The control unit 7 _{keeps the} temperature sensor 15 until the time T _(W) + T _(ΔH) elapses.
The temperature inside the heating chamber 16 is kept constant by the detection information of T _(W)
Cooking is automatically terminated when + T _(ΔH) time has elapsed.

Effects of the Invention As described above, according to the present invention, the following effects can be obtained.

(1) Even if the type of cake is different, the heating time is automatically corrected, and many types of cake can be optimally cooked with a single auto key.
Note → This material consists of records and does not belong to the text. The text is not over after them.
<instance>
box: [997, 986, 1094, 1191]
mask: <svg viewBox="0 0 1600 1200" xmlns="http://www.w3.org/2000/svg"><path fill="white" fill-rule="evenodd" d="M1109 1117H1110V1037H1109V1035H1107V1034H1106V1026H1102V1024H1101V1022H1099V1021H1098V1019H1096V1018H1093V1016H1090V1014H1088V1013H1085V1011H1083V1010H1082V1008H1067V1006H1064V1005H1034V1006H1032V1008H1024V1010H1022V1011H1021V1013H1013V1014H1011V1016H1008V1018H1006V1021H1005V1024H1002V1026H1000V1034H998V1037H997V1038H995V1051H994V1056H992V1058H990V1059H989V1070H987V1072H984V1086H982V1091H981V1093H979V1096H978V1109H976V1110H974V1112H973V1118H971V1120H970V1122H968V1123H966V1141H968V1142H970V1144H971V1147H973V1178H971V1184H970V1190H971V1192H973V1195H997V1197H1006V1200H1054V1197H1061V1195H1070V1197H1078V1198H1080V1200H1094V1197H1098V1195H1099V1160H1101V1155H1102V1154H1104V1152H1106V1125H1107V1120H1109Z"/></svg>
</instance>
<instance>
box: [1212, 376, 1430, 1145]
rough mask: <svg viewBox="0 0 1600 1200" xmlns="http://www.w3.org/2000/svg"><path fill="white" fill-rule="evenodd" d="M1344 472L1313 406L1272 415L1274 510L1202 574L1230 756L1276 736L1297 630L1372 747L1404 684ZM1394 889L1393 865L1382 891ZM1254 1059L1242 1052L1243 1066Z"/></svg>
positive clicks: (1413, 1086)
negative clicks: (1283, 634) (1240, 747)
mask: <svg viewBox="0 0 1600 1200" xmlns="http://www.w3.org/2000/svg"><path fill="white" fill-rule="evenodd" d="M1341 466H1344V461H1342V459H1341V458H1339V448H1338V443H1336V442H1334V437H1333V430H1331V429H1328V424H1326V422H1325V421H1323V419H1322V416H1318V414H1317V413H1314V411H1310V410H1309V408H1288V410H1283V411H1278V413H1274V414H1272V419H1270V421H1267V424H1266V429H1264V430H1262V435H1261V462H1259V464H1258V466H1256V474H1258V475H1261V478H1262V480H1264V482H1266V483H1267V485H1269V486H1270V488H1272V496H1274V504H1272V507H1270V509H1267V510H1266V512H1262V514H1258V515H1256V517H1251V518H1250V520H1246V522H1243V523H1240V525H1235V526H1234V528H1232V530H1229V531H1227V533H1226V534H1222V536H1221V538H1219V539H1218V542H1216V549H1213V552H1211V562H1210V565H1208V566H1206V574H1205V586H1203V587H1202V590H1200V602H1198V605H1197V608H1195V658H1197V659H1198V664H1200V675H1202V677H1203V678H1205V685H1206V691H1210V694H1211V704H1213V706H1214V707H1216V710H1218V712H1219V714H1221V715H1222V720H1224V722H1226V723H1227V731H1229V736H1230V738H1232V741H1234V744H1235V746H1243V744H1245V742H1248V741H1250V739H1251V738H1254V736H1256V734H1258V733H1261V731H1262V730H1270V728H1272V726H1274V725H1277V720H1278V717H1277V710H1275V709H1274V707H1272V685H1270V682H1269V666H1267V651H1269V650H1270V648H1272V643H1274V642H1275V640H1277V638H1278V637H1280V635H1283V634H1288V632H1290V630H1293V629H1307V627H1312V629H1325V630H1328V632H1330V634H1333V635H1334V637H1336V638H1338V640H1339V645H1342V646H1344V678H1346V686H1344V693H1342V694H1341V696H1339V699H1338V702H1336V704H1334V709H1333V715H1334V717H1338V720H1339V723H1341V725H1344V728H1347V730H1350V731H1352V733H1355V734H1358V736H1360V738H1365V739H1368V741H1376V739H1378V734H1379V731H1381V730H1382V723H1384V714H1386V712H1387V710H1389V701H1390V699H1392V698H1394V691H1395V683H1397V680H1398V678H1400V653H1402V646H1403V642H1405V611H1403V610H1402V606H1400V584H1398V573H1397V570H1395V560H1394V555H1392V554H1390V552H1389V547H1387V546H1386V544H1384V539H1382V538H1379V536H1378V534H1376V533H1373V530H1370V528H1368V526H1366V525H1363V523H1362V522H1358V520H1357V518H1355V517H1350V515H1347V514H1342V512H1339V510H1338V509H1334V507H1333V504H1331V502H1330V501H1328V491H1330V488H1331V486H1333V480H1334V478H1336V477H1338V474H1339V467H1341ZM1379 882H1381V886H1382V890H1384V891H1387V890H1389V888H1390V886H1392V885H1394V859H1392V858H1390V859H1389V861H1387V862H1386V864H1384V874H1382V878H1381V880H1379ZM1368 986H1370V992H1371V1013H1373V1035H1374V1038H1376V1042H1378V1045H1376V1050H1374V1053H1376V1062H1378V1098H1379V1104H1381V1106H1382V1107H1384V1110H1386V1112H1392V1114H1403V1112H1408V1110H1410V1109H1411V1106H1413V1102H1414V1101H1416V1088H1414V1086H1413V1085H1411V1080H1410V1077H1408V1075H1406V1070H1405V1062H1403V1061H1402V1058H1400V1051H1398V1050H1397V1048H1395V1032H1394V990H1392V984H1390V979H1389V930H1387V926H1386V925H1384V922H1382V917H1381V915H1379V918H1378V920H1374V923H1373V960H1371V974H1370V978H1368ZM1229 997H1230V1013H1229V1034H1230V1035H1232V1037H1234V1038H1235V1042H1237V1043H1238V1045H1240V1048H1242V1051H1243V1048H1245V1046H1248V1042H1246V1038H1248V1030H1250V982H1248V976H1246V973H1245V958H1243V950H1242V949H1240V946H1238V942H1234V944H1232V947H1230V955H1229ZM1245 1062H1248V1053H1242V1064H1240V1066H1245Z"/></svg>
(2) Even if the user changes the amount of cake according to his or her preference, the heating time is automatically corrected and optimum cooking is possible.

(3) Even if the type of container is different, it is automatically corrected to the optimum heating time, and there is no need to limit the container.

[Brief description of drawings]

FIG. 1 is a block diagram showing the configuration of a heating device in an embodiment of the present invention, FIG. 2 is a perspective view of the main body, FIG. 3 is a front view of the operation panel, and FIG. 4 is the weight of cake and necessary heating. FIG. 5 is an explanatory diagram showing the relationship with time, FIG. 5 is an explanatory diagram showing the relationship between the cake weight and the steam generation amount, and FIG. 6 is the cake weight W and the basic heating time T _{(W )} illustrates the relationship between the steam generation amount of the FIG. 7 is the cake: illustrates the relationship between [Delta] H and the additional heat time T _{([Delta] H),} FIG. 8 is the total weight: W and the total heating time : T is an explanatory view showing a relationship with T, FIG. 9 is an explanatory view showing a relationship between the heating time and a heating chamber temperature, and FIG. 10 is an explanatory view showing a relationship between a heating time and a heating chamber temperature of a conventional device. FIG. 11 is a front view of the operation panel. 6 ... Cake key, 7 ... Control part, 8 ... Weight sensor, 9 ... Object to be heated, 11 ... Heating means, 13 ... Humidity sensor, 15 ... Temperature sensor, 16 ... Heating chamber.

Claims (1)

[Claims] 1. A heating chamber in which an object to be heated is placed, a heating unit for heating and cooking the object to be heated, a control unit for controlling power supply to the heating unit, and a temperature for detecting the temperature in the heating chamber. A sensor, a weight sensor for detecting the weight of the object to be heated, a humidity sensor for detecting water vapor generated from the object to be heated, and a single cake key for instructing the automatic cooking of the cake. Part controls the power supply to the heating means by using the temperature sensor by tapping the cake key to adjust the heating chamber to a predetermined temperature, and detects the weight of the object to be heated using the weight sensor. The basic heating time is calculated based on this, the amount of steam generated from the object to be heated is detected using the humidity sensor, the additional heating time is calculated based on this, and the basic heating time and the additional heating time are calculated. By adding Configuration the heating device to determine the total heating time.